La patente scaduta da diversi anni comporta la ripetizione dell’esame di guida? Scopriamo le direttive del Codice della Strada.

Una domanda che attanaglia gli automobilisti con la patente B scaduta, basta il rinnovo o è necessaria la revisione?

patente scaduta
Adobe Stock

Diciamo la verità, una cosa è affrontare l’esame di teoria e pratica per prendere la patente di guida a 18 anni e una cosa è trovarsi davanti ai test a 50, 60 anni. I mille impegni, le preoccupazioni, il troppo tempo passato lontano dai libri, pensare di dover ripetere l’iter per avere tra le mani la patente è un incubo ad occhi aperti. Eppure tanti automobilisti si chiedono se questa eventualità possa realmente accadere. In linea teorica non esiste un limite alla tempistica di rinnovo in seguito alla scadenza della patente. Indicativamente, però, sono stati individuati tre anni di tempo per non dover procedere con la revisione del documento di guida.

Patente B scaduta, cosa stabilisce il Codice della Strada

Il Codice della Strada indica nell’articolo 126 la durata della validità della patente di guida ma non fornisce indicazioni sul documento scaduto da svariati anni. Si evince, dunque, che il rinnovo potrebbe essere richiesto in qualsiasi momento senza rischiare di dover ripetere l’esame. Nell’articolo 128, invece, si legge come la revisione sia necessaria nel momento in cui si abbiano dubbi sulla soddisfazione dei requisiti psicofisici dell’automobilista.

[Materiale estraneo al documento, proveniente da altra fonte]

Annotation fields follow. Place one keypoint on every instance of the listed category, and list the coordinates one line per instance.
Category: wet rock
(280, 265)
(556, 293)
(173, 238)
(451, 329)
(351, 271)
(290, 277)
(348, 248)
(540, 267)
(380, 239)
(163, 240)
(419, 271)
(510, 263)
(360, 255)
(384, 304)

La Circolare MCTC numero 16 del 1971 stabilisce, però, che in caso di mancato rinnovo per lungo tempo con la patente priva di validità la scadenza massima sia di tre anni. Superato questo lasso temporale, il titolare del documento dovrà procedere con la revisione che non potrà avvenire con la procedura telematica (Circolare MIT 20423 del 23 settembre 2014).

Cosa sapere sulla revisione

Passati tre anni dalla scadenza, gli uffici della motorizzazione procederanno con la revisione che prevede accertamenti differenti in base alle caratteristiche del richiedente. Potrebbe essere richiesto un nuovo esame della pratica, un nuovo esame di guida oppure la verifica dei requisiti psicofisici. Gli accertamenti, una volta avviati, sono obbligatori, pena la sospensione della patente.

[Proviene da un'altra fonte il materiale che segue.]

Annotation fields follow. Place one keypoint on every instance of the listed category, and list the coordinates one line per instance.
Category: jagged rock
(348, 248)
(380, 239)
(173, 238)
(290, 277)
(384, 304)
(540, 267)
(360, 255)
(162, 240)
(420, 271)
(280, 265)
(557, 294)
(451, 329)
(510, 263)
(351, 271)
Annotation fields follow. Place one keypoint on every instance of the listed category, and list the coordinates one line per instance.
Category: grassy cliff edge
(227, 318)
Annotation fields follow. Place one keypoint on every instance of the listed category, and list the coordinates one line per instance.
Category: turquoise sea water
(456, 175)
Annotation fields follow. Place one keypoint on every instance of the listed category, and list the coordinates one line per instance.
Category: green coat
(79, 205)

L’automobilista verrà informato dell’avvio del procedimento tramite comunicazione in seguito alla quale potrà procedere con la revisione. La segnalazione della necessità di revisione parte dall’ufficio di motorizzazione dopo aver effettuato i tradizionali controlli per il rinnovo della patente. Se la visita medica non dovesse, ad esempio, appurare con certezza l’idoneità psicofisica dal cittadino, il certificato di rinnovo della patente potrebbe non essere firmato e la revisione scatterebbe in automatico.